Konditionen beim Forward-Darlehen
Das sogenannte Forward-Darlehen findet ausschließlich im Bereich der grundbuchmäßig gesicherten Darlehen (Immobilien- oder Grundstückskäufe) Gebrauch. Entwickelt wurde es im Jahre 1996 von einem Bankunternehmen, heute ist es ein gängiges Darlehensmodell und mehrfach ausgezeichnet. Mit dem Forward-Darlehen sichert sich der Darlehensnehmer einen günstigen Zinssatz für eine spätere Anschlussfinanzierung.
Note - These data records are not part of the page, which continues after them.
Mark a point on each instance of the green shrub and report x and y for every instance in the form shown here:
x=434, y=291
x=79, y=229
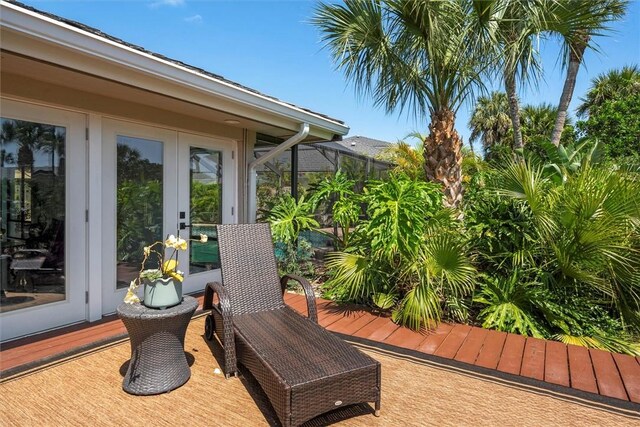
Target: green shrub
x=407, y=256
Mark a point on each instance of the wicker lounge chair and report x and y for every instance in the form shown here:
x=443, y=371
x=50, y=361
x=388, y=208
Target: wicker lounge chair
x=303, y=369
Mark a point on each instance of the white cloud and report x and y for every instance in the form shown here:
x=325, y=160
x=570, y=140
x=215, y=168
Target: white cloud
x=195, y=19
x=167, y=3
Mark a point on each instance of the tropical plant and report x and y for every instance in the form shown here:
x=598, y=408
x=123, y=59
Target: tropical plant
x=407, y=158
x=610, y=86
x=589, y=231
x=576, y=23
x=288, y=218
x=418, y=56
x=508, y=29
x=537, y=122
x=616, y=124
x=405, y=257
x=510, y=304
x=167, y=266
x=338, y=191
x=612, y=105
x=490, y=122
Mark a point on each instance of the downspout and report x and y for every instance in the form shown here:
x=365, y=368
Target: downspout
x=252, y=176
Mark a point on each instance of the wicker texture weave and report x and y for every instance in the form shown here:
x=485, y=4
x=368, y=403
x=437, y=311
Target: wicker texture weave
x=303, y=369
x=158, y=363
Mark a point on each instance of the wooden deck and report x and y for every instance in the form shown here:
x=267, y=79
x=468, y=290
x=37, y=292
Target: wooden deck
x=588, y=370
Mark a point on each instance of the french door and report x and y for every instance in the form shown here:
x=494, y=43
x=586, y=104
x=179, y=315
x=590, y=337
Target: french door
x=206, y=197
x=43, y=258
x=160, y=182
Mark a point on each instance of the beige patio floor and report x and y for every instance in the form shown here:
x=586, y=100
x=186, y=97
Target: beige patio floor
x=86, y=390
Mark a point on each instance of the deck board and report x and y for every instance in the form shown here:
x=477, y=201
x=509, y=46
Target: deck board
x=350, y=325
x=471, y=347
x=491, y=351
x=533, y=359
x=556, y=364
x=511, y=360
x=592, y=371
x=372, y=327
x=630, y=372
x=435, y=338
x=406, y=338
x=453, y=341
x=607, y=375
x=581, y=369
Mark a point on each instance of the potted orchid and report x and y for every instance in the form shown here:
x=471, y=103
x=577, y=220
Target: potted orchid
x=162, y=285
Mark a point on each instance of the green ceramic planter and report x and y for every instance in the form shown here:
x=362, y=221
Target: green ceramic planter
x=162, y=293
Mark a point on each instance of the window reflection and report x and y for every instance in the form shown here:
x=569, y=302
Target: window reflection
x=32, y=214
x=139, y=201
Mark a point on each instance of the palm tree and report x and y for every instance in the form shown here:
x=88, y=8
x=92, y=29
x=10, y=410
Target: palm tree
x=611, y=85
x=537, y=121
x=419, y=56
x=490, y=122
x=408, y=159
x=577, y=23
x=511, y=27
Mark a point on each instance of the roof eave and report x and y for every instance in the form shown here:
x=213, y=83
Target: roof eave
x=46, y=29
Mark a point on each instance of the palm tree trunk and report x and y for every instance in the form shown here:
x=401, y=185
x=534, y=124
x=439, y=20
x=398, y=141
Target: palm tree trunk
x=514, y=108
x=443, y=157
x=576, y=52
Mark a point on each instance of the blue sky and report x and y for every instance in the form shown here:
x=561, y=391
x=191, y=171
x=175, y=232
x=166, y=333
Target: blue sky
x=271, y=46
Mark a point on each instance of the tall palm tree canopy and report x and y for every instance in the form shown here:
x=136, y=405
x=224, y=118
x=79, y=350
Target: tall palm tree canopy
x=576, y=23
x=420, y=56
x=405, y=54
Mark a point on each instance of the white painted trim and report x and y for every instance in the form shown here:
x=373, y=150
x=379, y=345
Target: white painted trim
x=40, y=27
x=94, y=188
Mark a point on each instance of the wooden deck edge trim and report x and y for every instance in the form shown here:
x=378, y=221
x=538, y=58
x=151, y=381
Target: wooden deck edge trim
x=592, y=400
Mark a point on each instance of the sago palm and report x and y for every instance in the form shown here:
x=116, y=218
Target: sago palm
x=409, y=55
x=609, y=86
x=576, y=23
x=490, y=122
x=406, y=257
x=589, y=231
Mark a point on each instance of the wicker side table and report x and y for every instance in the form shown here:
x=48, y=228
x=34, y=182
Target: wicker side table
x=158, y=363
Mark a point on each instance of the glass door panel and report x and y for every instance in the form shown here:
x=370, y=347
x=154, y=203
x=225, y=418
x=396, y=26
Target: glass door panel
x=205, y=203
x=33, y=214
x=206, y=197
x=138, y=198
x=43, y=250
x=139, y=204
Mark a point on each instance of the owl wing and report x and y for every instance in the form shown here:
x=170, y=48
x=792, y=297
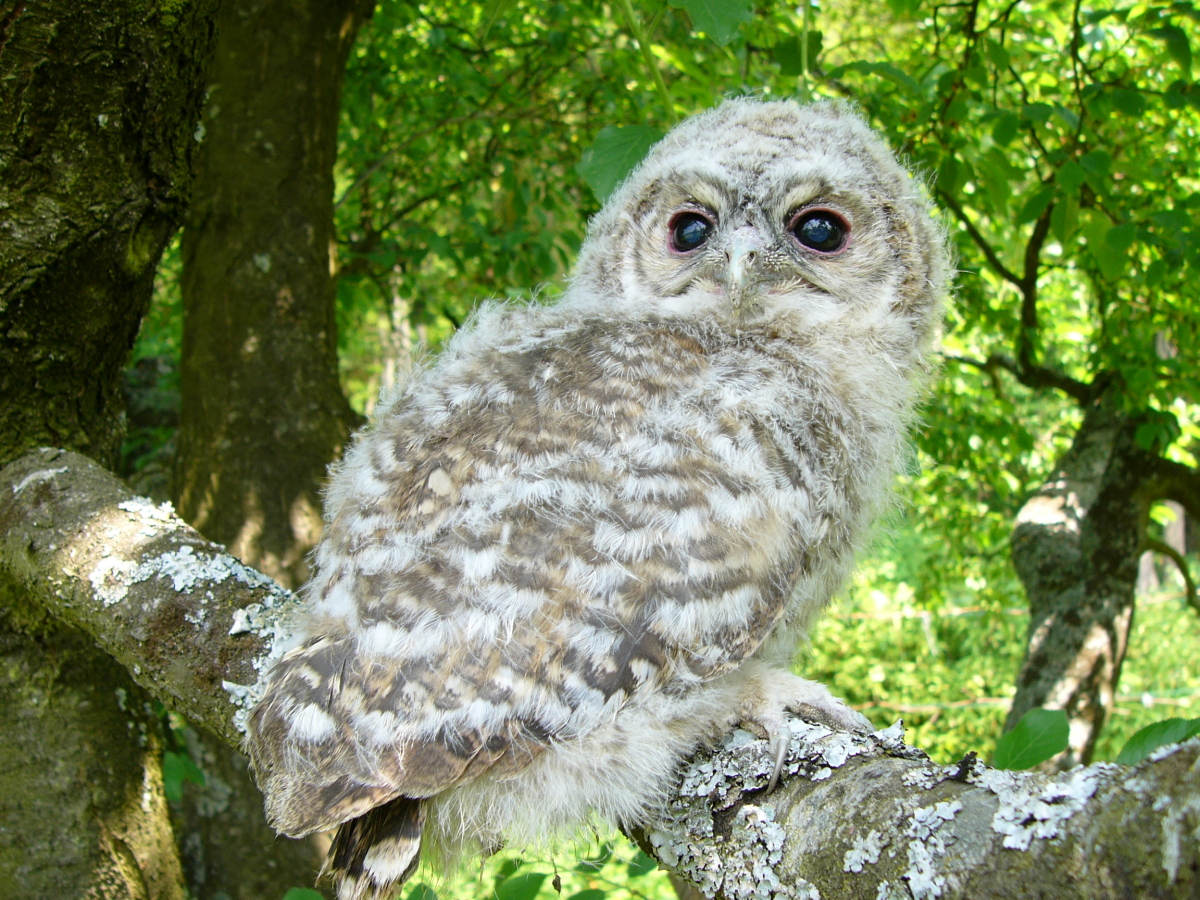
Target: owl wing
x=532, y=539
Die Zeit bis zur Auszahlung des Kreditbetrages wird Vorlaufzeit oder auch Forward-Periode genannt und kann bis zu 60 Monate in Anspruch nehmen. Innerhalb dieser Spanne zwischen Vertragsabschluss und gewähltem Laufzeitbeginn fallen keine Bereitstellungszinsen an, der Darlehensnehmer hat also keinerlei Belastungen zu tragen. Aus diesem Grund wird das Forward-Darlehen besonders gern zur Anschlussfinanzierung bei Baufinanzierungen herangezogen. Zur reinen Sicherung eines Zinssatzes für ein in Zukunft zu tätigendes Immobiliengeschäft kann das Forward-Darlehen nicht in Anspruch genommen werden.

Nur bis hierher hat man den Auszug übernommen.